IgD: only about 0.25% of antibodies are IgD, not a real clear funciton, monomer, but it is ancient and well conserved through species so clearly important. Monomer

IgE: produced in allergic and antiparasitic reactions. Monomer

Question 23

What are some ways viruses evade or defeat immune system?

Answer 23

By replicating in immune cells (HIV)

By episomal persistence or integrating (retroviruses)

By Cell-to-cell spread remaining intracellular, avoiding antibodies

Antigen variation - rapidly changing/mutating (influenza viruses)

Inhibiting MHC synthesis (adenovirus)

Mimicing interleukins (Epstein-Barr virus)

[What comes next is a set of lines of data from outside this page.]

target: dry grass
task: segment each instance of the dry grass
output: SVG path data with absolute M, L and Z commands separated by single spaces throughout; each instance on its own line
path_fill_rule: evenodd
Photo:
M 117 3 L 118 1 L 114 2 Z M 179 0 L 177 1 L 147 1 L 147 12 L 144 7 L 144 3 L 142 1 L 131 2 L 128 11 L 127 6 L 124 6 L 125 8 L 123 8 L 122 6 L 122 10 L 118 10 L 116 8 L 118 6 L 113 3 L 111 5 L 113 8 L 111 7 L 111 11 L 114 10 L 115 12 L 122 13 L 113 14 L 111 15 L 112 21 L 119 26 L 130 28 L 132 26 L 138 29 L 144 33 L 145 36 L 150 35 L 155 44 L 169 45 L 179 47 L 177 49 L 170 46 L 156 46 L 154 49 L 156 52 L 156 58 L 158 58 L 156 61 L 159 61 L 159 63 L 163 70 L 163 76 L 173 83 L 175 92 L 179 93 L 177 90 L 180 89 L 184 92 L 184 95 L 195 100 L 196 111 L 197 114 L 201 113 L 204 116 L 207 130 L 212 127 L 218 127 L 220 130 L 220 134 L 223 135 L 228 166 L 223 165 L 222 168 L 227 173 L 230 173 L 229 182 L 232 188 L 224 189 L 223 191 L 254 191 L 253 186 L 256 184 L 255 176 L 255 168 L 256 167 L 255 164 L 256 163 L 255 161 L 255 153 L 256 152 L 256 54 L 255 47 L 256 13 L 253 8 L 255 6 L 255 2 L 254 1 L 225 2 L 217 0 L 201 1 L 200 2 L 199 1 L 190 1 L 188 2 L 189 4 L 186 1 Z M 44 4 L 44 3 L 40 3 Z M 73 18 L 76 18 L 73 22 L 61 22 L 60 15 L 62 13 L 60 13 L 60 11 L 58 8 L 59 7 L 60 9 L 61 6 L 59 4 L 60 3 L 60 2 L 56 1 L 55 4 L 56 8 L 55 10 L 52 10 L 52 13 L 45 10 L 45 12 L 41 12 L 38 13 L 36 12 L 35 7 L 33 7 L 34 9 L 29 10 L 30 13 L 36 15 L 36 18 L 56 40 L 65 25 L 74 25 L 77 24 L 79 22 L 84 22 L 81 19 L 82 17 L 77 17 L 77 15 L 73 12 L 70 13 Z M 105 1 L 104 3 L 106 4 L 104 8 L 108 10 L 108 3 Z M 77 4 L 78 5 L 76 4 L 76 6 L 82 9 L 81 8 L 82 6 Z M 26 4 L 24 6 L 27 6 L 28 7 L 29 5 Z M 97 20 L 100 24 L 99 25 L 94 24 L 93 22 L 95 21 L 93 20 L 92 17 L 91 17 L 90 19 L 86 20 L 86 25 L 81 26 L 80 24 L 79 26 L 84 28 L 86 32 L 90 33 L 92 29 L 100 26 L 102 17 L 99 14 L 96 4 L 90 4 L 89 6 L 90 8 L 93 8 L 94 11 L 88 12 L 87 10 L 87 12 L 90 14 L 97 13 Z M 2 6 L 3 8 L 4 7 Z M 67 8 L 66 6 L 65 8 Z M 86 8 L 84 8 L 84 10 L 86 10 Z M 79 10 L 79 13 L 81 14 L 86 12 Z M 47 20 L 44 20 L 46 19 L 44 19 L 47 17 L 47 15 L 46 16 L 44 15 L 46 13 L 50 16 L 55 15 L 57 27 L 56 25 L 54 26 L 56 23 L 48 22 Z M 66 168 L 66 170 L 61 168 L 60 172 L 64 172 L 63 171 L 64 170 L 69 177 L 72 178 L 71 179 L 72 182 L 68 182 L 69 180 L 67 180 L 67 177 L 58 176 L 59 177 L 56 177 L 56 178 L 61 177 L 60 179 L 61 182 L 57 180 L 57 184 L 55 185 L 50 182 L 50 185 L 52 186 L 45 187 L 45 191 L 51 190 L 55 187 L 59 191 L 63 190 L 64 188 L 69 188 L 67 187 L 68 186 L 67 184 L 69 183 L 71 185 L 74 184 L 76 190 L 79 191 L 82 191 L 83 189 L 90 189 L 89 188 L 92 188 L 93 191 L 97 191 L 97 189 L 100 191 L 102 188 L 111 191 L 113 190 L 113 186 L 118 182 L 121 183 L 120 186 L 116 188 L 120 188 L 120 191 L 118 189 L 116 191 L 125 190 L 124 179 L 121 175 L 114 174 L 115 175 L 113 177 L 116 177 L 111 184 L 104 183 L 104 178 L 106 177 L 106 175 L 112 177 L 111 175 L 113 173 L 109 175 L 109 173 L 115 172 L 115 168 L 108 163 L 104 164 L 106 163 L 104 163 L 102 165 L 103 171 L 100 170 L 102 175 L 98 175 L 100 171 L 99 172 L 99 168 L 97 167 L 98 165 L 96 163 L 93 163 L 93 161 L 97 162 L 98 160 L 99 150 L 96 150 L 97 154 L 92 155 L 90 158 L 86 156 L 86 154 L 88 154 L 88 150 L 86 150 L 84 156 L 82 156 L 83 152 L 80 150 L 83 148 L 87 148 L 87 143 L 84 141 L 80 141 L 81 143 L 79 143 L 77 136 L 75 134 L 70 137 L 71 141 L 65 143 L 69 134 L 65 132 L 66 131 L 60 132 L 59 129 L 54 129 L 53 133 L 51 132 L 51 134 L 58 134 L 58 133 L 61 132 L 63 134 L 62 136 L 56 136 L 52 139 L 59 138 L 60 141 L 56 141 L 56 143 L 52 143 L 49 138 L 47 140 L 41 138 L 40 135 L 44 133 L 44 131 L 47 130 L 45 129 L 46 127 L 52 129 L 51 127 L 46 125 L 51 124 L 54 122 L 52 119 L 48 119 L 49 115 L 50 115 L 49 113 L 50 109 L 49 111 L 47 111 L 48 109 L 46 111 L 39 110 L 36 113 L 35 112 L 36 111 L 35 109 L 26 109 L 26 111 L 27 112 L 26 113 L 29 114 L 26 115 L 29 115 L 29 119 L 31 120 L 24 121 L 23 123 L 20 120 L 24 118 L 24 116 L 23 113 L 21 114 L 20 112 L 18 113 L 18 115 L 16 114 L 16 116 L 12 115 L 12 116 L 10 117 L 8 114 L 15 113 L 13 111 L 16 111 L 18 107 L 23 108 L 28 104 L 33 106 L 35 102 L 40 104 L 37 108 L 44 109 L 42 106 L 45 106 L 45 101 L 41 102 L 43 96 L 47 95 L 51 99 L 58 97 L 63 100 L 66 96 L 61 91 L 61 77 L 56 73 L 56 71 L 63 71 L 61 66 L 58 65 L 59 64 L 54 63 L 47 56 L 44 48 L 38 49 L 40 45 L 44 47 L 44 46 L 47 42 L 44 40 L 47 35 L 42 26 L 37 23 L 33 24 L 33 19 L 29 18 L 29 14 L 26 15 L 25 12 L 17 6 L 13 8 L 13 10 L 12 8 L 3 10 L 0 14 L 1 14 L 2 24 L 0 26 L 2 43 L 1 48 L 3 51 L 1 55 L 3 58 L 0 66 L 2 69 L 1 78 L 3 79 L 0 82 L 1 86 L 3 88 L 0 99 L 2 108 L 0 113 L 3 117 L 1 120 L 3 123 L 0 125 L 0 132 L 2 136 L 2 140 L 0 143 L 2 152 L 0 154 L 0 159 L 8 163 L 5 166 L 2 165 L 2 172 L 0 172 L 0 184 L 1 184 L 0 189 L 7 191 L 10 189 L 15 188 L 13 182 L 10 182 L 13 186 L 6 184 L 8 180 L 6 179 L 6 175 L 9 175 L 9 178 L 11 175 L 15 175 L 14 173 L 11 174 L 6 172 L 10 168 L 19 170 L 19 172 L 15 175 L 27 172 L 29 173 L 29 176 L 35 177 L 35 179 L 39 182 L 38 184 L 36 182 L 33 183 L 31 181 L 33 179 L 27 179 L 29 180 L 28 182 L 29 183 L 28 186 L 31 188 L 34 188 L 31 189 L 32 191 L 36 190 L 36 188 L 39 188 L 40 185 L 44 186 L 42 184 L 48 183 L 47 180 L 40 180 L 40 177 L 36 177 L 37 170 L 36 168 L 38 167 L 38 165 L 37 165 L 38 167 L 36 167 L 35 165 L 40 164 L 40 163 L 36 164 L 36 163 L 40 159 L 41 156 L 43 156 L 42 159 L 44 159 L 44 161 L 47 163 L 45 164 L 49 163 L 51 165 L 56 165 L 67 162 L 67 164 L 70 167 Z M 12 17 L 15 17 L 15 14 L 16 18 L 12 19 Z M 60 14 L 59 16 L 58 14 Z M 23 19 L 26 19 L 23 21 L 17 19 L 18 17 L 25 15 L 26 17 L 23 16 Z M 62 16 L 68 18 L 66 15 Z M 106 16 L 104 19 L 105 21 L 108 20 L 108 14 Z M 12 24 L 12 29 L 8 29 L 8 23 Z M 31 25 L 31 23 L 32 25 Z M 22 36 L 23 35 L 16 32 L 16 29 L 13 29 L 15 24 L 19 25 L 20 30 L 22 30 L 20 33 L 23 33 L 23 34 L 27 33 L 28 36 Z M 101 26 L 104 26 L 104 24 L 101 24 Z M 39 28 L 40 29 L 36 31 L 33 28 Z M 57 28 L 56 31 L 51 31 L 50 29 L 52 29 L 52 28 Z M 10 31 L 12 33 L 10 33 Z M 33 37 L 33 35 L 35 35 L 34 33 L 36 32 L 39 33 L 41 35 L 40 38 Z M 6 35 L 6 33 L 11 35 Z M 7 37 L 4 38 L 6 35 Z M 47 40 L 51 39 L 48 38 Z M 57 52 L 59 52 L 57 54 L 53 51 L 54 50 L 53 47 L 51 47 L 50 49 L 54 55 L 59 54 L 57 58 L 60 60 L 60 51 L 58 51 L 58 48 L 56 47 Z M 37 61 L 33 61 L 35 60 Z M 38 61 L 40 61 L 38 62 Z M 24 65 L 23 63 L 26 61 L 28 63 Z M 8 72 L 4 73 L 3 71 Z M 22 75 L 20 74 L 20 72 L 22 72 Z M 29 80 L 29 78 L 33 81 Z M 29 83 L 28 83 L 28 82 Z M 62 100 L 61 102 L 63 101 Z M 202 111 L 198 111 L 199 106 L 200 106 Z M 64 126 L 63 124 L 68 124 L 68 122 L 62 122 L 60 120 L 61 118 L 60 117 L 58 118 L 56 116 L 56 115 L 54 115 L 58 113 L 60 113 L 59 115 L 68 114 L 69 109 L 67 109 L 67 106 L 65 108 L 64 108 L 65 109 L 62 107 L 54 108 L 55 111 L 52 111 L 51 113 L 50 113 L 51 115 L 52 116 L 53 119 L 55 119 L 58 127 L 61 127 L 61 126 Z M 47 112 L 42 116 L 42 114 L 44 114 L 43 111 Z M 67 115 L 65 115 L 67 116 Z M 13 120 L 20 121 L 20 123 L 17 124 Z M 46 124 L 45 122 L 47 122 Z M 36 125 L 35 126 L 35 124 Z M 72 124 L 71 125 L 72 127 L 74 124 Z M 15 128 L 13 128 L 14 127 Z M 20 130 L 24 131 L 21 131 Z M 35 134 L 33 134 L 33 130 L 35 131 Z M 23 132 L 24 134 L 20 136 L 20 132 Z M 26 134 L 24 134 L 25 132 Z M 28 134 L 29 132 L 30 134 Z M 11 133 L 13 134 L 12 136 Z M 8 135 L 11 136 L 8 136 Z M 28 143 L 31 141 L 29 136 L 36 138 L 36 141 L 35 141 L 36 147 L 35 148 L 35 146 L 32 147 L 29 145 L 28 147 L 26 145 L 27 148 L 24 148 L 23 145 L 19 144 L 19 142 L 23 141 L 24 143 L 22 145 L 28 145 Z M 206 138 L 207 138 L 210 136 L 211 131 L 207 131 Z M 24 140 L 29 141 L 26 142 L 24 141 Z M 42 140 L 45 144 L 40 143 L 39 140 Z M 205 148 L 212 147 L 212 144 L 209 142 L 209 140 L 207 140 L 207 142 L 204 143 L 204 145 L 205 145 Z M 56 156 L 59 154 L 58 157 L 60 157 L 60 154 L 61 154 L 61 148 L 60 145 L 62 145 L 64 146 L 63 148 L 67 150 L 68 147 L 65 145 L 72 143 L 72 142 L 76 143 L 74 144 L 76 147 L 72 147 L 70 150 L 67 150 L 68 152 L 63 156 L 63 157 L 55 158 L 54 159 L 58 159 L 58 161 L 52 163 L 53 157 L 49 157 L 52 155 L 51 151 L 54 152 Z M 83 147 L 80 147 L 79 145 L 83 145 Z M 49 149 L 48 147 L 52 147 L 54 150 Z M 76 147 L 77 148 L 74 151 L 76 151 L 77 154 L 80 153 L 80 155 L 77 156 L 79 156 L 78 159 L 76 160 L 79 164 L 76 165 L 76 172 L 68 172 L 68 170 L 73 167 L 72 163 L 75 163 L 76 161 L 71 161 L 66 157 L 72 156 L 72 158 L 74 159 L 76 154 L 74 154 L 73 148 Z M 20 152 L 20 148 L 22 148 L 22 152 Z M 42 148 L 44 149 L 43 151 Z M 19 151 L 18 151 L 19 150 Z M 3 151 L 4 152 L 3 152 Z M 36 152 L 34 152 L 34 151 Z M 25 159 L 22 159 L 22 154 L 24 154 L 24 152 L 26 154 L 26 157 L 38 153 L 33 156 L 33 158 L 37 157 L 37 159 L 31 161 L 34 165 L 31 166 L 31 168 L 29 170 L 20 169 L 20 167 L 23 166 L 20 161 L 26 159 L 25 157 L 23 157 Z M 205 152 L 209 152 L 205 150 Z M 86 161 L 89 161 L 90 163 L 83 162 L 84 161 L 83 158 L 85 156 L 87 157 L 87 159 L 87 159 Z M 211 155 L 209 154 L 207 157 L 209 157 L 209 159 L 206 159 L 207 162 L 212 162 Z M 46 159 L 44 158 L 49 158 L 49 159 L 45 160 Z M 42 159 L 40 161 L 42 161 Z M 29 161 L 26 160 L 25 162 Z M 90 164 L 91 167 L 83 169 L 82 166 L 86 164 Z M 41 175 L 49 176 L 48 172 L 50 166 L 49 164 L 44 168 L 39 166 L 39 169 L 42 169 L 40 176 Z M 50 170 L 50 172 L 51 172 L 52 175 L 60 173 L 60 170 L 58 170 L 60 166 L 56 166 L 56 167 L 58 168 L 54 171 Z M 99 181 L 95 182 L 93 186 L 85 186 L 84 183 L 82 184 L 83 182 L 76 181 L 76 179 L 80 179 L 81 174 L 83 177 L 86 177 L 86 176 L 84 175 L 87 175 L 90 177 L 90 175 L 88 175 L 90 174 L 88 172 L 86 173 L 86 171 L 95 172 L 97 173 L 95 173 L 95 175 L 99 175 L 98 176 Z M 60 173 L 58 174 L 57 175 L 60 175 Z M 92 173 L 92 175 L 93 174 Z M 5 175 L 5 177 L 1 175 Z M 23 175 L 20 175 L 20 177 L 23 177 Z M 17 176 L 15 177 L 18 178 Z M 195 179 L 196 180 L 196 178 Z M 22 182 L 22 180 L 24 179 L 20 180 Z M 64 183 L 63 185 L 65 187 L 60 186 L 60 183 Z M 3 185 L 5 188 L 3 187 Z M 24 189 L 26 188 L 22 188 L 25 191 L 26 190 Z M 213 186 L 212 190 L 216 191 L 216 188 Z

Neutralizing complement fragment C3b (HSV-1)

Question 24

What is the difference between Protozoa and Helminths?

Answer 24

Protozoa are single celled, Helminths are multicelled

Question 25

What is active vs. passive immunisation?

Answer 25

Active is the classic vaccine/immunization, introduce an attenuated pathogen or similar antigen and induce the immune antibody producing response

Passive immunization is to just administer the antibodies from an exogenous source to the patient. No immune memory from passive immunization.

Example: Mother’s antibodies consumed by baby in breast milk. Or by medical infusion.